どんな詩を読んできたか、という題では、二人とも外国の詩をよく例に出す。当時はまだ短歌や俳句など、日本の伝統的な詩歌も残っていたが、これらの呪縛から逃れたのは、外国から多くの詩が入ってきたからだという。また、朗読の話しでは、外国の詩は読みやすい。日本の詩は読みにくい。なぜなら、日本には朗読の様式が存在しないからである。という。俳句とかはリズムがあり、音読の様式がある。しかし、自由詩にはない。もし、様式が出来るのだとすれば、これからということか。

朗読についての考察も秀逸である。朗読されることにより、一義的な解釈になってしまい、本来文字が持つ多義的な想像力が抑制されるというのだ。

連詩についても、日本の「和」を問題にし、本来の和はギリギリまで対立した後に出てくる和であるのに、いまの和というのは適当に妥協して対立を避けるような和であり、そんなものは和ではない、と厳しく断じる。

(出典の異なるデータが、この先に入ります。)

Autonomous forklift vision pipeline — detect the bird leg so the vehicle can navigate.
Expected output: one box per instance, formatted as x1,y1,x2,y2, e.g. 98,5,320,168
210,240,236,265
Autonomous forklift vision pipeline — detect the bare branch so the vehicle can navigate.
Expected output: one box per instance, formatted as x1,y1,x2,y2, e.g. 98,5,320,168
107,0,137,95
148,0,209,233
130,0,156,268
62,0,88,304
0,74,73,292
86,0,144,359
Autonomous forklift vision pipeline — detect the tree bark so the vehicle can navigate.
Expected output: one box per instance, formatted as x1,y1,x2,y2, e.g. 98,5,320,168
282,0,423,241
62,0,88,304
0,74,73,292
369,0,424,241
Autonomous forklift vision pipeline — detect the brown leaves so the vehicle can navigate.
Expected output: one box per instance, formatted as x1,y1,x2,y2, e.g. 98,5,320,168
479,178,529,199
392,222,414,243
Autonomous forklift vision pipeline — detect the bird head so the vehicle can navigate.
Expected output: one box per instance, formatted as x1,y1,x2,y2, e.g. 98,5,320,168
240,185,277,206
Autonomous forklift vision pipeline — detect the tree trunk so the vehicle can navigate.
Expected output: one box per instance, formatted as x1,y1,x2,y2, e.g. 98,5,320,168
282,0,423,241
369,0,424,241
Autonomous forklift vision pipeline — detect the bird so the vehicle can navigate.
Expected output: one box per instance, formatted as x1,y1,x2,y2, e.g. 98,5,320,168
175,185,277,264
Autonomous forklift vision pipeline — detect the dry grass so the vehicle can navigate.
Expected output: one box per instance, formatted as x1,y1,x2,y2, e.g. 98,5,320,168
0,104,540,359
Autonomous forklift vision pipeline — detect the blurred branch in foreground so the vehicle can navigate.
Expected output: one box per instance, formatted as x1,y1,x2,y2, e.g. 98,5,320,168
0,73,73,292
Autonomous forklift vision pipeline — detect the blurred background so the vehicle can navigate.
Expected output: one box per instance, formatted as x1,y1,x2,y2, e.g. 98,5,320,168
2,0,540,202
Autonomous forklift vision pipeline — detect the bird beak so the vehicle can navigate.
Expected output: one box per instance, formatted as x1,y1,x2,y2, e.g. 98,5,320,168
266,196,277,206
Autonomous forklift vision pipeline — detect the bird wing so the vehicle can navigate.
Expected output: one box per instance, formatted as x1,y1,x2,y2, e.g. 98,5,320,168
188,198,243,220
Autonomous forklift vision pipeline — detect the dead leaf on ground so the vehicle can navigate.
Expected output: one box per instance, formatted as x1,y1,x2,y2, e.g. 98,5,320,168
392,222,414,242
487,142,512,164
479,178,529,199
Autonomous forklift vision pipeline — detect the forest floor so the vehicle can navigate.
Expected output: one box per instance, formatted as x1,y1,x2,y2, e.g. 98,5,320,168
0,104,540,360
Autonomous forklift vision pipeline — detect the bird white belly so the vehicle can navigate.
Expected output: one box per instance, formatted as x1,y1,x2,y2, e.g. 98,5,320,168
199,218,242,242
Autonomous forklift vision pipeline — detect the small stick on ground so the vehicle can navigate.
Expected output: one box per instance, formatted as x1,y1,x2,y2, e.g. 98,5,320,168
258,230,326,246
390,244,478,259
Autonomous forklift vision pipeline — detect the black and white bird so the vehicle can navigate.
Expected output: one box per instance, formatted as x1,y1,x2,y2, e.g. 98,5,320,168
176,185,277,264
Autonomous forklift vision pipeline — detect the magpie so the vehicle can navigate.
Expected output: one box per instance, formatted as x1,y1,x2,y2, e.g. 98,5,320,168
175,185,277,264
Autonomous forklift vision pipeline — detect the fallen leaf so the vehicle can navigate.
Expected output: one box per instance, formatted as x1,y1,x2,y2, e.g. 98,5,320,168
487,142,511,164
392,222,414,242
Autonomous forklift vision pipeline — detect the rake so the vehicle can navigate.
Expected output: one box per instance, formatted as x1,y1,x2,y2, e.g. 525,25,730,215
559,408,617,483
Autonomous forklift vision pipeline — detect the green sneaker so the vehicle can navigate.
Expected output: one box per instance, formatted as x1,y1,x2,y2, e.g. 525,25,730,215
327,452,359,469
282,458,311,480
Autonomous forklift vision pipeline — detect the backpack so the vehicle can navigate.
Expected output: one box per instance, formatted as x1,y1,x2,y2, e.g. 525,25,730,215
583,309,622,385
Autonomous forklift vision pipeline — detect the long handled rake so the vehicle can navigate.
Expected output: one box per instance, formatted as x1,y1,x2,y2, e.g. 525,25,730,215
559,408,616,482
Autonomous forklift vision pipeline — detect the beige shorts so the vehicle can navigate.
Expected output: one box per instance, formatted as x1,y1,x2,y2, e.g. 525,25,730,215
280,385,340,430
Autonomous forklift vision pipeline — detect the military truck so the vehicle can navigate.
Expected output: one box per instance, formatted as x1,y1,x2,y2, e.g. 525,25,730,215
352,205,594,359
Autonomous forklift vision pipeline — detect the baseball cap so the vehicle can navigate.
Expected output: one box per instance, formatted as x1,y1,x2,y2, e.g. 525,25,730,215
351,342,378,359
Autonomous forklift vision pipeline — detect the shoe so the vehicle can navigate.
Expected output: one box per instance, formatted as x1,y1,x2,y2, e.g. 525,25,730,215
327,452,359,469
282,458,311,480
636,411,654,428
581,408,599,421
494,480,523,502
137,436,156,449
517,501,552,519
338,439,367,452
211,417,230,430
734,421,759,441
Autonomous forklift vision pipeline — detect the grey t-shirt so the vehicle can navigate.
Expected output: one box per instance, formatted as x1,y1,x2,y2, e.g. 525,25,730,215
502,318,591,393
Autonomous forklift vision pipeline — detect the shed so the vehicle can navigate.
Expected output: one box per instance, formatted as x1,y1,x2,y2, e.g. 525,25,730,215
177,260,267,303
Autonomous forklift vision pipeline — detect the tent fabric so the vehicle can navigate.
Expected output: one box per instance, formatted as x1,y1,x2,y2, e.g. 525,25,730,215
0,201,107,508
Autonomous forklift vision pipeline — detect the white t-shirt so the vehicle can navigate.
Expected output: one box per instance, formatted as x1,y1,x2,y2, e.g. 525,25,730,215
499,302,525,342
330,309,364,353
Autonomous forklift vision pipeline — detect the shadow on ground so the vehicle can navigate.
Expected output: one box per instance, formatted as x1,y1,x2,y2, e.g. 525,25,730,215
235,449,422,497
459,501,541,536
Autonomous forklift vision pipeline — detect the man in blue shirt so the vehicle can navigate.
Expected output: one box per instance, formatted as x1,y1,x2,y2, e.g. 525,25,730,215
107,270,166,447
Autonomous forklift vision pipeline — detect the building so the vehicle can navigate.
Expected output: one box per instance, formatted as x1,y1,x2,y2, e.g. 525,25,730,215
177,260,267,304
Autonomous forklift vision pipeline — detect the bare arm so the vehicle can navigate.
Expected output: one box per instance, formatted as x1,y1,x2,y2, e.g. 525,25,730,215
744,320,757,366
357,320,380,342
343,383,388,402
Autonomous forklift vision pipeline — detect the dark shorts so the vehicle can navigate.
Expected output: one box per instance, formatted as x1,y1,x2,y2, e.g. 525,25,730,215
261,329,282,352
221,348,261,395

若い人たちの心情吐露の詩作に関して、話し言葉はアームズライフという狭い範囲に共感を呼ぶものという。しかし、詩が本来持っている力、書き言葉には、虚空に舞い上がる感覚がある、という。身近な世界を論じる風潮は近年ますます強くなっていると思われる。むしろ、虚空に舞い上がる作品などというものを最近は見たことがない。谷川の作品はときどき虚空に舞い上がる。